Saturday, October 06, 2007

Saturated

It’s a glorious Saturday. I am terribly distracted by the gorgeous music collection I own… it was Cranberries in the morning while I cleaned up and rearranged my room, then it was followed by some obscure numbers that I vaguely do recognise and associate with, even know scraps of lyrics of some but can’t ever place them, then came a flush of RHCP and how its snazzy bollywood numbers! Saturdays are nice when they are so wasted and lazy. On other days I am gallivanting around town for work or pleasure (wink wink!)…hence, today I decided to keep myself within the cream walls of my glorious little L-shaped room and watch a film or two…which for the record wasn’t such a great experience coz I watched Four Weddings and a Funeral and positively hated it – Yes yes the cute boy looks n all sort of redeemed the film – but apart from that…it didn’t catch my attention even one bit.

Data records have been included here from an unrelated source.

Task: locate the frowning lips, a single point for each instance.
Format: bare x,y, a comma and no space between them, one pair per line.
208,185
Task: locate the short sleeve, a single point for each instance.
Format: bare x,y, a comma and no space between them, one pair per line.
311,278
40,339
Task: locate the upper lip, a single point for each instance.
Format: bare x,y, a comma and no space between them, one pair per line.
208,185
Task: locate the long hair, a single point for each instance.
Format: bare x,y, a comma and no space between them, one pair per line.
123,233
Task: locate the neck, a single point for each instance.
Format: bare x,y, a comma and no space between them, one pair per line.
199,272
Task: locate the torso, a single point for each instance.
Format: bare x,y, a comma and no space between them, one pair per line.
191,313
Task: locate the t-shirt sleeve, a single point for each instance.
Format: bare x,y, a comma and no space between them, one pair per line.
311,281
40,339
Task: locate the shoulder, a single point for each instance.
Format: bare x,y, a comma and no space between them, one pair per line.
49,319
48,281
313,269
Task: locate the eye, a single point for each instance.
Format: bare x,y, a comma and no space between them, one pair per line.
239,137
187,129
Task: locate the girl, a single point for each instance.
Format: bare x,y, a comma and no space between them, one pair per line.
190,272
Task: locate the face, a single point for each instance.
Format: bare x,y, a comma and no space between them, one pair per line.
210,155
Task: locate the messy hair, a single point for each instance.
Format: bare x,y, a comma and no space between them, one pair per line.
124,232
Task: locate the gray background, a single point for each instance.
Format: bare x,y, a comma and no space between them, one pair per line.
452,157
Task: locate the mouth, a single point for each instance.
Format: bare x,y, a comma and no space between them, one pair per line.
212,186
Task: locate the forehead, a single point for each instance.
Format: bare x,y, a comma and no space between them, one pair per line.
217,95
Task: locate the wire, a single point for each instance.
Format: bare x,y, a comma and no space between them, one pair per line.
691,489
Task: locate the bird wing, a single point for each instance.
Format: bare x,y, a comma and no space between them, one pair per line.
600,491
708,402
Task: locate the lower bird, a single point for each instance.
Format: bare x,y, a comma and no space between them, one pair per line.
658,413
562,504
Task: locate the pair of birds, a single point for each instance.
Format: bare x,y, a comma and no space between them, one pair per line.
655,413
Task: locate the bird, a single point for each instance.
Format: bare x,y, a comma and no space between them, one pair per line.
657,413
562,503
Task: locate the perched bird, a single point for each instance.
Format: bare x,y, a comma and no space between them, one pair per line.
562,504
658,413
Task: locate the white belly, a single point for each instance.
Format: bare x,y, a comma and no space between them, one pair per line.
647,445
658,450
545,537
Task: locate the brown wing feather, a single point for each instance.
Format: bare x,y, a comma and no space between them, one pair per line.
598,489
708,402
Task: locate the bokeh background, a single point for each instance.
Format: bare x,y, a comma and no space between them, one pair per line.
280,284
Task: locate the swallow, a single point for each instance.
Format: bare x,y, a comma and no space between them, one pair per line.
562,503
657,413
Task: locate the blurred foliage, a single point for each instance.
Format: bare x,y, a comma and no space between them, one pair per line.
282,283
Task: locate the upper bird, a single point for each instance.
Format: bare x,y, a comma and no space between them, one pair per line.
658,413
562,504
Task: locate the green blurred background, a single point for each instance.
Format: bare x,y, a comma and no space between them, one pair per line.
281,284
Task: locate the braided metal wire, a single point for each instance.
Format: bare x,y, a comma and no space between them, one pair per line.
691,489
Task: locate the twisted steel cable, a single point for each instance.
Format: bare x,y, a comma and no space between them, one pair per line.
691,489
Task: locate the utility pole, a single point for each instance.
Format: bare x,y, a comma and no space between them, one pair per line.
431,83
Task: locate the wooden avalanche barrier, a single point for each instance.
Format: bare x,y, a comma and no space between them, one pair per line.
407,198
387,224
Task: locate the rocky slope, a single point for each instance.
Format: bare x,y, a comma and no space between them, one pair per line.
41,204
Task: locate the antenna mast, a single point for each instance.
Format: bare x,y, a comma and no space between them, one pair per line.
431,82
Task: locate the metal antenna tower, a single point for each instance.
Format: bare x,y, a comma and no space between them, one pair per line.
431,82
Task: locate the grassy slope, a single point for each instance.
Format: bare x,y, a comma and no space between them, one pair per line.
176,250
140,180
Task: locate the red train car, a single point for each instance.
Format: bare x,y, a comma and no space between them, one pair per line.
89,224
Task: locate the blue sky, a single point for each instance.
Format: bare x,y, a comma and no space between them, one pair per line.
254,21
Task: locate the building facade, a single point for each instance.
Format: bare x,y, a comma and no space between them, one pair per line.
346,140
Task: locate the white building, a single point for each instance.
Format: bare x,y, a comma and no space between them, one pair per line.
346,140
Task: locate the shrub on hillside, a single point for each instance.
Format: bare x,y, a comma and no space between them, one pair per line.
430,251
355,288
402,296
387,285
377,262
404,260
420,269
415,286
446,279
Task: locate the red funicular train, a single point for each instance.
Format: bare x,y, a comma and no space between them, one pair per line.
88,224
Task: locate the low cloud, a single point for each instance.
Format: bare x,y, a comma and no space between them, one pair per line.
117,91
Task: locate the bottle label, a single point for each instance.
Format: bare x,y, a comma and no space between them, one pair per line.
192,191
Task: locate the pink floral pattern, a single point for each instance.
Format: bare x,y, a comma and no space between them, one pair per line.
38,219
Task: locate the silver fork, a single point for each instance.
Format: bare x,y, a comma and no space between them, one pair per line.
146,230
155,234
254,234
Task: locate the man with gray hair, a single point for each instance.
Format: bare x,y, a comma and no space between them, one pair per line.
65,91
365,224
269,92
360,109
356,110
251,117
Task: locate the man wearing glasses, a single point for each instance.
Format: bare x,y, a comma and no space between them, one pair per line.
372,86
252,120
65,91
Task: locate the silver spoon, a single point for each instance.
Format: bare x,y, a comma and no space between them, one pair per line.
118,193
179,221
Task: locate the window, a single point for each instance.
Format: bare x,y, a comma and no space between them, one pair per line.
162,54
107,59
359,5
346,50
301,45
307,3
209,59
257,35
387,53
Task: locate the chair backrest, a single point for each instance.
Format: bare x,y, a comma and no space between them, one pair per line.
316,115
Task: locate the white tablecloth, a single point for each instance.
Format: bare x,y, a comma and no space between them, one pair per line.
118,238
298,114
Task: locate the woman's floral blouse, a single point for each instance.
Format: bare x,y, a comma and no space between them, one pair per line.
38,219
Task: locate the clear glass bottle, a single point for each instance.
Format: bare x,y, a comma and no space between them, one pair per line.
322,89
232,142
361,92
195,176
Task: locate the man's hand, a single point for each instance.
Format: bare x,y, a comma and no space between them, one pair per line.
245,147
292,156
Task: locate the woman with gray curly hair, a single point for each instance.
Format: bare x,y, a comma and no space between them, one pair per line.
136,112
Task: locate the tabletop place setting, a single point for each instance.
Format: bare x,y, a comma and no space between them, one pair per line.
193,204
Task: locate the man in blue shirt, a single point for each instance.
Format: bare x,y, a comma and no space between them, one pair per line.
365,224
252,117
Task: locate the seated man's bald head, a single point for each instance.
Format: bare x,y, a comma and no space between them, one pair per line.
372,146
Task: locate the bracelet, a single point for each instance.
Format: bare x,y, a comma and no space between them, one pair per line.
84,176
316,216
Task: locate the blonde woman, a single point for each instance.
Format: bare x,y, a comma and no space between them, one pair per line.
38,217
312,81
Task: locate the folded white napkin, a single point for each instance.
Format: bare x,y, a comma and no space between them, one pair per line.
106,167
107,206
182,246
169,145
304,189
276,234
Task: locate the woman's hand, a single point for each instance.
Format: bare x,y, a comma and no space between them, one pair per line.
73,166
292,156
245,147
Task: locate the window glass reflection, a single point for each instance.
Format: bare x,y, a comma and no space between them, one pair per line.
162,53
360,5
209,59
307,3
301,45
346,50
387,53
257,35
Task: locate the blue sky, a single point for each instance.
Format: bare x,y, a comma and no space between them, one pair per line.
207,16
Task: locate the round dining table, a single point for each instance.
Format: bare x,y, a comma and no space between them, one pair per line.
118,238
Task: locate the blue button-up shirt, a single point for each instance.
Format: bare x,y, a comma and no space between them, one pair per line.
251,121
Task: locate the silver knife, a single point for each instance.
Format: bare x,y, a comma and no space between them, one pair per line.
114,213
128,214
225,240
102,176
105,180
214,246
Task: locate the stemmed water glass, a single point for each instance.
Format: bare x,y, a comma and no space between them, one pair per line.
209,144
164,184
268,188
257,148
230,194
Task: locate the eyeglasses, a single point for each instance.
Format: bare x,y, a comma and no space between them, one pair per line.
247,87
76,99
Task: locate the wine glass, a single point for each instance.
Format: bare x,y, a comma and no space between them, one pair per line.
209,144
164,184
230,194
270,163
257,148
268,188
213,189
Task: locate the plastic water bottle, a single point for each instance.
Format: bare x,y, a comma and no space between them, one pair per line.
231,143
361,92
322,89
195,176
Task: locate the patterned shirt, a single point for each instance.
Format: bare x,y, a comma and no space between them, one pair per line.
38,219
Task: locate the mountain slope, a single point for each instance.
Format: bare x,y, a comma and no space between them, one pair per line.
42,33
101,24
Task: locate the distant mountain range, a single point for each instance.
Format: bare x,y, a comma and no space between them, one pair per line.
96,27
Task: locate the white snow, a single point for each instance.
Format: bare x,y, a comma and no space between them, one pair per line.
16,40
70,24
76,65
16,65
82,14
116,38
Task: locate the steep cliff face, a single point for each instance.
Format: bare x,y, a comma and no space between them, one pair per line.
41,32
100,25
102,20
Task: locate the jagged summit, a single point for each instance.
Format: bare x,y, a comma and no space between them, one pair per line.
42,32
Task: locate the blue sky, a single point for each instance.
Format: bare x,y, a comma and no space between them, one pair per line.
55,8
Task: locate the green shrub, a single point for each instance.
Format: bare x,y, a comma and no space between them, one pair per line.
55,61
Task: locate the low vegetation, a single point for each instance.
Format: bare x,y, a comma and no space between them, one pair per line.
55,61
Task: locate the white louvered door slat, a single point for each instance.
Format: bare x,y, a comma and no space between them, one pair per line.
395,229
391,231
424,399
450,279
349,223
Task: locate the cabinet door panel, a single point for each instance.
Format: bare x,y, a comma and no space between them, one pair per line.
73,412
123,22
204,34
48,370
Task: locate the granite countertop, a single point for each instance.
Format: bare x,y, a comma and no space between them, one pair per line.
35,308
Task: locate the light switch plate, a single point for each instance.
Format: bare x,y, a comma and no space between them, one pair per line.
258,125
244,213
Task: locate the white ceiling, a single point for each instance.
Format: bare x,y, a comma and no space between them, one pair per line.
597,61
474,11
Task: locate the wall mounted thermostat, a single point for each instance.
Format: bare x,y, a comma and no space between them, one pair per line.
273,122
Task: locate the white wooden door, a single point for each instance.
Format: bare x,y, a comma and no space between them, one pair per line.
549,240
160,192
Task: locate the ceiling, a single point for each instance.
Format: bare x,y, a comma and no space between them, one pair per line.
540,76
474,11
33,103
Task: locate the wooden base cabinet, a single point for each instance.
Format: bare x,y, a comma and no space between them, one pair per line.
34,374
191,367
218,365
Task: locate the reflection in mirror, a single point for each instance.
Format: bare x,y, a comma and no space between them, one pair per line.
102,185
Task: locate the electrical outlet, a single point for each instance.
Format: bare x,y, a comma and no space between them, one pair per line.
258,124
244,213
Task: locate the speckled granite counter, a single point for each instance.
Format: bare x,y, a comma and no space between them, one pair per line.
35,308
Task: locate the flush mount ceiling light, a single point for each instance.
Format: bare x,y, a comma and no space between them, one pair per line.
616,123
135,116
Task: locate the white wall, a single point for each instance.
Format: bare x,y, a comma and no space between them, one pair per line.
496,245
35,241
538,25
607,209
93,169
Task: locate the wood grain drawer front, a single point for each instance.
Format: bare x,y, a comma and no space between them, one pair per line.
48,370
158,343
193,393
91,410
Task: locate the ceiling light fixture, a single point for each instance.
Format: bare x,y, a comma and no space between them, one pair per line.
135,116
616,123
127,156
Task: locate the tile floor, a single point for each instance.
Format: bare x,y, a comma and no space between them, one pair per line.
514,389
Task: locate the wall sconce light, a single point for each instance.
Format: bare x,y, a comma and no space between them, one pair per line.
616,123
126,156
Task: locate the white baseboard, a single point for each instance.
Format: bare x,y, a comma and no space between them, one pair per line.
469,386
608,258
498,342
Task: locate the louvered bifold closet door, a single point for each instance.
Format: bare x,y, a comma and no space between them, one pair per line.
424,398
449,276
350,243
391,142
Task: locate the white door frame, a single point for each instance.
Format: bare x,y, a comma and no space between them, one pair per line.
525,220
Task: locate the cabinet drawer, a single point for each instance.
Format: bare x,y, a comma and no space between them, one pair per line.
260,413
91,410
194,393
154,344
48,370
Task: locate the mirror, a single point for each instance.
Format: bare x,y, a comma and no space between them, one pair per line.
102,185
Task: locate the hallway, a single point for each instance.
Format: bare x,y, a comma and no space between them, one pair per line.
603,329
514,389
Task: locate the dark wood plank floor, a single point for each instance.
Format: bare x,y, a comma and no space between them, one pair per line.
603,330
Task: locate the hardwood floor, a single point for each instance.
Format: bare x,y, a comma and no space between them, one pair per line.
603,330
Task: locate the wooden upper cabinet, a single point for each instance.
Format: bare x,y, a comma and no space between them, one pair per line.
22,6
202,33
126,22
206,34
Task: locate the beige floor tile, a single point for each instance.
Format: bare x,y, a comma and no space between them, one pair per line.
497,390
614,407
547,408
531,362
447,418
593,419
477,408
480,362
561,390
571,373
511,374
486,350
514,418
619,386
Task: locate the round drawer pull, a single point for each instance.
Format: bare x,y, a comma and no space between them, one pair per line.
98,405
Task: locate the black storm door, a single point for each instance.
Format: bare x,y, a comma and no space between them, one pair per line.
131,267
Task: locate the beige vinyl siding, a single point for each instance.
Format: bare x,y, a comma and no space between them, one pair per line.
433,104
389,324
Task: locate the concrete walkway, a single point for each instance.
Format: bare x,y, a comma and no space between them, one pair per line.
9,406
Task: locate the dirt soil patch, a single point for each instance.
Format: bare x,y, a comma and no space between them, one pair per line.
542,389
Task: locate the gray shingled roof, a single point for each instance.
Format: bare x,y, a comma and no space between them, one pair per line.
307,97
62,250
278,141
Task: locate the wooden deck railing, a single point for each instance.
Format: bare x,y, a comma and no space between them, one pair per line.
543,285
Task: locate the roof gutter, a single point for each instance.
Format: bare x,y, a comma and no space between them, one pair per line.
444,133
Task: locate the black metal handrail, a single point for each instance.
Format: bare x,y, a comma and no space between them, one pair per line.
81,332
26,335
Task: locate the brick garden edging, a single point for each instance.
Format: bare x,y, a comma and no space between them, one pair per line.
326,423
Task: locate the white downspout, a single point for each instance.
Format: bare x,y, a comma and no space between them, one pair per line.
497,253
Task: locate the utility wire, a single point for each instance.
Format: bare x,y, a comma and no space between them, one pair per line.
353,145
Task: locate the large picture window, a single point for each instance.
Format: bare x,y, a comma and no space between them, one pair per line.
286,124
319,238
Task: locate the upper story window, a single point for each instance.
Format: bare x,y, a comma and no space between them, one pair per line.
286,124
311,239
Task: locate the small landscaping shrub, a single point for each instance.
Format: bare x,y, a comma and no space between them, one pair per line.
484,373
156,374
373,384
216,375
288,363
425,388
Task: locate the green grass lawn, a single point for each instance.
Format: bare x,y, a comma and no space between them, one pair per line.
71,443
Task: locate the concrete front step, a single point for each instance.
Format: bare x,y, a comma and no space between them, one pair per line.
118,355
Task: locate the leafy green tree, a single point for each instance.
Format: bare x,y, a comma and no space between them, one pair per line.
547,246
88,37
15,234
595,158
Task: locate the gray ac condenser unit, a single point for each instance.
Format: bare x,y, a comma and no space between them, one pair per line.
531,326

I fail to understand now how come it’s such a "ooooh-u-gotta-watch-it" film. There was nothing exceptional at all. Anyhow, that being over, I treated myself to a delightfully hilarious video of the 4 penguins of Madagascar, at the end of which, even the movie time didn’t seem such a waste.

Apart from all this, I panicked when I saw myself in the mirror and realised that Mumbai will never suit my skin and hence I must be doomed and cursed to eternal ugliness – yet, like all hopeful ladies, I undertook the brave job of mixing some natural honey lemon type things and apply it indulgently on my skin – hoping some semi-miracle comes out of it. I am still caked with it – I am still hopeful.

Also had a talk with my mother, father and brother. That made me happy. Especially after mom wasn’t bickering about my marriage issue so much and especially after I bitched about the ugly photograph of the ugly boy that was proposed to be a prospective groom. Yuck. The good part however in this whole exercise was that my mother happily agreed with me. May god keep making more of such easily reject-able men. Amen.


Then my cell phone bill arrived and literally game me a heart attack – but because it was a detailed itemised bill, I took great pleasure in pouring over it and adding how much I spent on whom on an average in a month. I was shocked how scattered my affections and conversations were – I seem to be part of a long and winding friend chain!

Time spent on the bathroom was beautiful. The thought of scrubbing my feet clean for hours makes my eyes go all wide eyed and sparkly…so such cleanliness exercises were undertaken very successfully.

And now I am alone. Family is out for the weekend to Lonavla. The house is to myself and myself alone – to walk around in negligible clothes and listen to music as loud as I desire. It is indeed a happy Saturday. So lazy. So happy. So indulgent. And so perfect. I am going to watch another film now, and then head for the vegetable store to look for some Aloe Vera for my dying skin – it is indeed a humble cause so I must leave now. It’s a happy Saturday…I am saturated with joy!